Danantara DSI Kelola Devisa Rp 216 Triliun dalam Sebulan, Pemerintah Klaim Pengawasan Ekspor Makin Ketat

AkalMerdeka.id – PT Danantara Sumber Daya Indonesia (DSI) mencatat pengelolaan devisa sebesar US$12 miliar atau sekitar Rp 216 triliun hanya dalam periode Juni hingga Juli 2026. Capaian tersebut disebut jauh lebih tinggi dibanding sebelumnya dan menjadi indikator awal implementasi kebijakan ekspor sumber daya alam (SDA) satu pintu yang mulai dijalankan pemerintah.
Menteri Koordinator Bidang Pangan Zulkifli Hasan mengatakan nilai devisa yang dikelola DSI dalam waktu sekitar satu bulan mencapai US$12 miliar.
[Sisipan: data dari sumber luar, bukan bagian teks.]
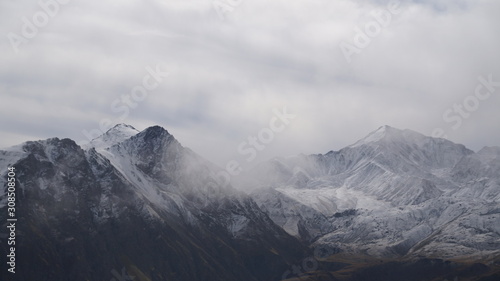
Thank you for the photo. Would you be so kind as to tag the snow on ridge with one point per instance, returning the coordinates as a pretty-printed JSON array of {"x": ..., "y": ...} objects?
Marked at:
[{"x": 115, "y": 135}]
Menurutnya, sebelum kebijakan tersebut diterapkan, devisa yang tercatat hanya sekitar US$3 miliar.
“Baru satu bulan sudah US$12 miliar, dulu hanya sekitar US$3 miliar,” ujar Zulkifli Hasan di Semarang seperti dikutip Antara, Senin (27/7/2026).
Danantara DSI Mulai Kelola Ekspor SDA Strategis
Peningkatan devisa tersebut terjadi setelah PT Danantara Sumber Daya Indonesia (DSI) memperoleh mandat sebagai pengelola kebijakan ekspor SDA melalui sistem satu pintu.
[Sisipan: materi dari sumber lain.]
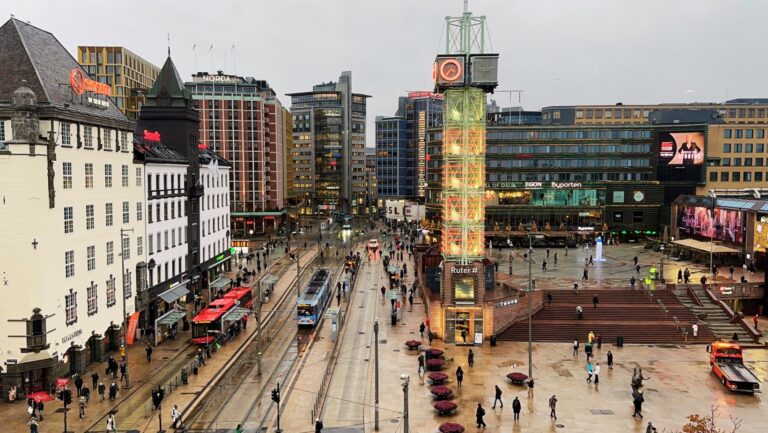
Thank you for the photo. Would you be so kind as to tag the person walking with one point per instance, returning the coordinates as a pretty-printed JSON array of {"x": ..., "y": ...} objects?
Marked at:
[
  {"x": 479, "y": 414},
  {"x": 497, "y": 397},
  {"x": 553, "y": 407},
  {"x": 516, "y": 406},
  {"x": 637, "y": 401}
]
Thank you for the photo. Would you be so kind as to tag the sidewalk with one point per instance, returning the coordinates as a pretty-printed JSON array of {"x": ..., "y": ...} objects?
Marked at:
[{"x": 133, "y": 408}]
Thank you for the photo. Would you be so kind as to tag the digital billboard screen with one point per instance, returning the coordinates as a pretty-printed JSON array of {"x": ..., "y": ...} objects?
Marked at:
[{"x": 727, "y": 225}]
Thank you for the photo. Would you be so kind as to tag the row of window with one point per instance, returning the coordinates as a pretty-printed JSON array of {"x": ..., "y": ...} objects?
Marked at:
[
  {"x": 67, "y": 175},
  {"x": 90, "y": 216}
]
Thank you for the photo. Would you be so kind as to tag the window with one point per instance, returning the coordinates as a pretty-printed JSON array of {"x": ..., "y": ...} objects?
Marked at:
[
  {"x": 66, "y": 135},
  {"x": 88, "y": 137},
  {"x": 126, "y": 248},
  {"x": 110, "y": 252},
  {"x": 69, "y": 224},
  {"x": 108, "y": 213},
  {"x": 108, "y": 175},
  {"x": 111, "y": 291},
  {"x": 89, "y": 175},
  {"x": 126, "y": 212},
  {"x": 93, "y": 304},
  {"x": 89, "y": 217},
  {"x": 91, "y": 255},
  {"x": 66, "y": 172},
  {"x": 70, "y": 306}
]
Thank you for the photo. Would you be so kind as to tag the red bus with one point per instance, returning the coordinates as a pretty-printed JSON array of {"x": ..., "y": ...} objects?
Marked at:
[{"x": 208, "y": 323}]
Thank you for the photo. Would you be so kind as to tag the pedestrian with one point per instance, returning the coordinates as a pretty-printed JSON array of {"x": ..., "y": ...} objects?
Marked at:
[
  {"x": 111, "y": 426},
  {"x": 516, "y": 406},
  {"x": 40, "y": 408},
  {"x": 479, "y": 414},
  {"x": 497, "y": 397},
  {"x": 597, "y": 373},
  {"x": 553, "y": 407},
  {"x": 175, "y": 417},
  {"x": 81, "y": 405},
  {"x": 638, "y": 403},
  {"x": 32, "y": 424},
  {"x": 78, "y": 384}
]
Pada tahap awal, DSI menangani ekspor tiga komoditas strategis, yakni kelapa sawit, batu bara, dan paduan besi (ferro alloys). Ketiga komoditas tersebut selama ini menjadi penyumbang penting devisa ekspor Indonesia.
Pemerintah berharap pengelolaan yang lebih terpusat membuat arus ekspor lebih mudah diawasi sekaligus meningkatkan transparansi penerimaan negara.
Tujuan Kebijakan Bukan Hanya Mengejar Devisa
Selain meningkatkan pengelolaan devisa, kebijakan ekspor satu pintu juga diarahkan untuk memperbaiki tata kelola sektor sumber daya alam.
Dalam Sidang Paripurna DPR pada Mei 2026, Presiden Prabowo Subianto menyampaikan bahwa kebijakan tersebut bertujuan memperkuat pengawasan ekspor sekaligus menekan praktik kurang bayar ekspor, transfer pricing, hingga pelarian devisa hasil ekspor.
Dengan mekanisme pengawasan yang lebih terintegrasi, pemerintah menargetkan nilai ekspor yang tercatat dapat lebih mencerminkan transaksi sebenarnya sehingga potensi penerimaan negara dapat dioptimalkan.
Tambang Ilegal Masih Menjadi Tantangan
Zulkifli Hasan menilai Indonesia memiliki kekayaan sumber daya alam yang sangat besar, mulai dari batu bara, timah, nikel hingga emas. Namun, potensi tersebut belum sepenuhnya memberikan manfaat maksimal karena masih dihadapkan pada berbagai persoalan tata kelola.
Salah satu yang disorot adalah keberadaan tambang ilegal yang telah beroperasi dalam waktu lama.
“Ada tambang yang menghasilkan puluhan triliun rupiah, namun tidak berizin. Sudah berpuluh-puluh tahun beroperasi,” ujar Zulhas.
Ia juga mengakui masih terdapat berbagai persoalan dalam pengelolaan sektor sumber daya alam, tetapi pemerintah berkomitmen menyelesaikannya melalui pembentukan DSI di bawah BPI Danantara Indonesia.
“Ada masalah iya, tetapi akan kita selesaikan,” tambahnya.
Dampaknya bagi Tata Kelola Ekspor Nasional
Capaian devisa sebesar US$12 miliar pada bulan pertama belum cukup untuk menggambarkan keberhasilan jangka panjang kebijakan ekspor satu pintu. Namun, angka tersebut menjadi indikator awal bahwa pemerintah mulai memperoleh pengawasan yang lebih besar terhadap arus ekspor komoditas strategis.
Ke depan, efektivitas kebijakan ini akan sangat bergantung pada konsistensi pengawasan, penegakan hukum terhadap praktik ekspor ilegal, serta kemampuan pemerintah menutup celah kebocoran devisa.
Jika tujuan tersebut tercapai, pengelolaan ekspor yang lebih transparan tidak hanya berpotensi meningkatkan penerimaan negara, tetapi juga memperkuat kepercayaan terhadap tata kelola sektor sumber daya alam Indonesia.